Pengusaha Walet Flotim Minta Pemkab Terbitkan Aturan Jual Beli Segera
Desakan pengusaha sarang burung walet di Kabupaten Flores Timur kepada Pemerintah Kabupaten Flotim untuk segera menerbitkan aturan jual beli resmi semakin menguat. Leophold Eddy Goni, pengusaha walet yang beroperasi di Kelurahan Sarotari, Larantuka, menyuarakan desakan ini dengan sangat konsisten. Baginya ketiadaan aturan yang mengikat sudah terlalu lama membiarkan pengusaha walet lokal beroperasi tanpa perlindungan yang memadai dari tekanan tengkulak yang menekan harga secara tidak adil. Selain itu setiap musim panen yang berlalu tanpa regulasi adalah kesempatan ekonomi yang hilang begitu saja.
Leophold Eddy Goni tidak berdiri sendiri dalam menyuarakan kebutuhan ini. Pengusaha walet lainnya di Sarotari dan Larantuka menghadapi situasi yang sama persis. Dengan demikian ini bukan sekadar keluhan individual melainkan suara kolektif dari komunitas pengusaha walet lokal yang sudah saatnya didengar dan ditindaklanjuti secara serius oleh Pemkab Flotim.
Aturan Jual Beli yang Dinantikan Pengusaha Walet Sarotari
Leophold Eddy Goni menjelaskan secara konkret apa yang diharapkan dari aturan jual beli sarang walet yang akan diterbitkan Pemkab Flotim. Yang paling mendesak adalah penetapan harga acuan minimum yang melindungi pengusaha lokal dari penawaran tengkulak yang jauh di bawah nilai pasar. Selain itu mekanisme pengawasan terhadap pembeli dari luar daerah yang beroperasi tanpa standar yang jelas juga harus menjadi bagian dari regulasi tersebut.
Aturan yang komprehensif akan memberikan kepastian bagi Leophold Eddy Goni dan rekan-rekan pengusaha walet di Flotim untuk mengembangkan usaha mereka dengan lebih percaya diri. Selain itu dengan regulasi yang jelas pengusaha lokal bisa mulai membangun akses ke pasar yang lebih luas dan lebih menguntungkan tanpa harus terus bergantung pada tengkulak sebagai satu-satunya saluran distribusi yang tersedia.
Tekanan Tengkulak yang Terus Merugikan Pengusaha Walet
Leophold Eddy Goni menggambarkan dengan jelas bagaimana tekanan tengkulak bekerja dalam praktik perdagangan sarang walet di Sarotari, Larantuka. Penimbang dari luar daerah datang tanpa standar harga yang harus dipatuhi dan tanpa pengawasan dari otoritas manapun. Mereka bebas menawarkan harga serendah yang mereka mau. Selain itu pengusaha lokal yang tidak memiliki alternatif pembeli tidak punya pilihan yang berarti.

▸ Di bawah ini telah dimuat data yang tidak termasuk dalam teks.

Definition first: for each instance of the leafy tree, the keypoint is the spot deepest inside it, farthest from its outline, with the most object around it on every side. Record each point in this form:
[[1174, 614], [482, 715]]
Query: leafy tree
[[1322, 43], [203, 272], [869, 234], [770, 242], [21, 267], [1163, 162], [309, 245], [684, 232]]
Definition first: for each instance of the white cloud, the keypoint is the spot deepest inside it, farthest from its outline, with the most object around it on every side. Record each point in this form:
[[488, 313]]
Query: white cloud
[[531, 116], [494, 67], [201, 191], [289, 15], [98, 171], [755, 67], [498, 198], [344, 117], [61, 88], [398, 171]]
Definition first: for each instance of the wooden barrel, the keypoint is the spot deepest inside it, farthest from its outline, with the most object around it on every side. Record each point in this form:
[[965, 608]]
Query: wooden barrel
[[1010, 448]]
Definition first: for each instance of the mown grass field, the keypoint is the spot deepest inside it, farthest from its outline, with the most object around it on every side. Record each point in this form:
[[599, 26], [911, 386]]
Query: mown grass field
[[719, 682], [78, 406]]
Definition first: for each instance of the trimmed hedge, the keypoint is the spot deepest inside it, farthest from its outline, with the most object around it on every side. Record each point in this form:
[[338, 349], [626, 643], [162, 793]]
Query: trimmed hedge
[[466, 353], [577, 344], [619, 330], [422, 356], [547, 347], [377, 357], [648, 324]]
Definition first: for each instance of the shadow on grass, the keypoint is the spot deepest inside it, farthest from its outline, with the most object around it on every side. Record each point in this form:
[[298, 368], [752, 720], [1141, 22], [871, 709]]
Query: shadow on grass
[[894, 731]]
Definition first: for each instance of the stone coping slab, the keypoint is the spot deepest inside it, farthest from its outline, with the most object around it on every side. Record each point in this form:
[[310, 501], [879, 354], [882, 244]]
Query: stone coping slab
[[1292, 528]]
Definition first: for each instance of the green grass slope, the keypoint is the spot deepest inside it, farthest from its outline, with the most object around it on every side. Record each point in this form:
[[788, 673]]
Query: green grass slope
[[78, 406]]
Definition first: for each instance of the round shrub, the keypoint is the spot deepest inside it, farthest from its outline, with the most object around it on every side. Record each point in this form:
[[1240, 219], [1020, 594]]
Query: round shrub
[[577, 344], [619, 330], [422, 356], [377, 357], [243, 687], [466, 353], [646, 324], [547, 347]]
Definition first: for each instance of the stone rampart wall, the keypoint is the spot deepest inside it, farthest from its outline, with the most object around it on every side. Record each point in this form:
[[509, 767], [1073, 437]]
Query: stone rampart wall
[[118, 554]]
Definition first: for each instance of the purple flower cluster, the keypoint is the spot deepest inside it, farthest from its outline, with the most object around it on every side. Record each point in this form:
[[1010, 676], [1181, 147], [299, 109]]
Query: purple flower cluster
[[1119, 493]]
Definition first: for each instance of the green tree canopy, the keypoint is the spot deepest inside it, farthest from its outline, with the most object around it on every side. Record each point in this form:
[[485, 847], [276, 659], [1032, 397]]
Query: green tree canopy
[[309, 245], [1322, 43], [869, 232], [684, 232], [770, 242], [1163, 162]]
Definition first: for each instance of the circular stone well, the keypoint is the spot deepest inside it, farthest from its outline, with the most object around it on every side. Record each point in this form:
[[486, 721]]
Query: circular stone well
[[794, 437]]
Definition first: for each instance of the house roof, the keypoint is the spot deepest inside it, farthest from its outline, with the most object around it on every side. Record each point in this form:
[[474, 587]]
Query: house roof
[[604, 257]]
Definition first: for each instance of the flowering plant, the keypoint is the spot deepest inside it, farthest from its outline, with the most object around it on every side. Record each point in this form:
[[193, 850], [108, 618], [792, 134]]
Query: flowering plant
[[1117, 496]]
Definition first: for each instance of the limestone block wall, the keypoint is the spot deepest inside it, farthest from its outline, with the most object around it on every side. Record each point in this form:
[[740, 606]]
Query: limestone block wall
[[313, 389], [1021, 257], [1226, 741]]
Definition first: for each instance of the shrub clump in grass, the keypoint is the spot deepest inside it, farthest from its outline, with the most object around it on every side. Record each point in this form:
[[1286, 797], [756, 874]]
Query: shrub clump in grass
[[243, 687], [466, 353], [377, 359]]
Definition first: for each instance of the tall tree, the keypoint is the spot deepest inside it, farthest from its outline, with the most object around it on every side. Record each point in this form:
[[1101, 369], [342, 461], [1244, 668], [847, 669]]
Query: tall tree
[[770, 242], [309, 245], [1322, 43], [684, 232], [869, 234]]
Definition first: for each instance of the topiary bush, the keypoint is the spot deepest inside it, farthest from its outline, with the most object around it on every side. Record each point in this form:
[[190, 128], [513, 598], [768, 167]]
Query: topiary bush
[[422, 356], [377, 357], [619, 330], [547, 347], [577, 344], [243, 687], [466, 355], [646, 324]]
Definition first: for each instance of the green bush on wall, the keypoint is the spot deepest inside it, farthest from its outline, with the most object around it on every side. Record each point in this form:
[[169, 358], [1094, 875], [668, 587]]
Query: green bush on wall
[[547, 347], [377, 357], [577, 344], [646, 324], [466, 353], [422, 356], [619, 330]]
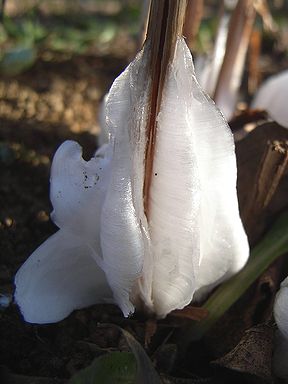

Kondisi ini menciptakan ketidakseimbangan yang sangat nyata antara pengusaha lokal yang menanggung seluruh biaya dan risiko produksi dengan tengkulak yang hanya datang pada saat panen dan mengambil keuntungan yang tidak proporsional. Leophold Eddy Goni menegaskan bahwa ketidakseimbangan ini hanya bisa diakhiri melalui regulasi yang memberikan kerangka yang adil bagi semua pihak yang terlibat dalam perdagangan sarang walet di Flotim.
Leophold Eddy Goni dan Optimisme untuk Walet Flotim
Leophold Eddy Goni menutup pandangannya dengan optimisme yang tidak goyah tentang masa depan industri walet di Kabupaten Flores Timur. Ia meyakini bahwa dengan aturan jual beli yang segera diterbitkan Pemkab Flotim, dengan asosiasi walet yang solid, dan dengan program bimbingan teknis yang berkelanjutan, sarang walet dari Sarotari dan Larantuka bisa berkembang menjadi komoditas unggulan yang memberikan nilai ekonomi yang jauh lebih besar bagi seluruh masyarakat Flores Timur. Selain itu keberhasilan ini akan membuktikan bahwa potensi besar yang selama ini tersimpan di industri walet Flotim hanya menunggu ekosistem yang tepat untuk bisa terwujud sepenuhnya.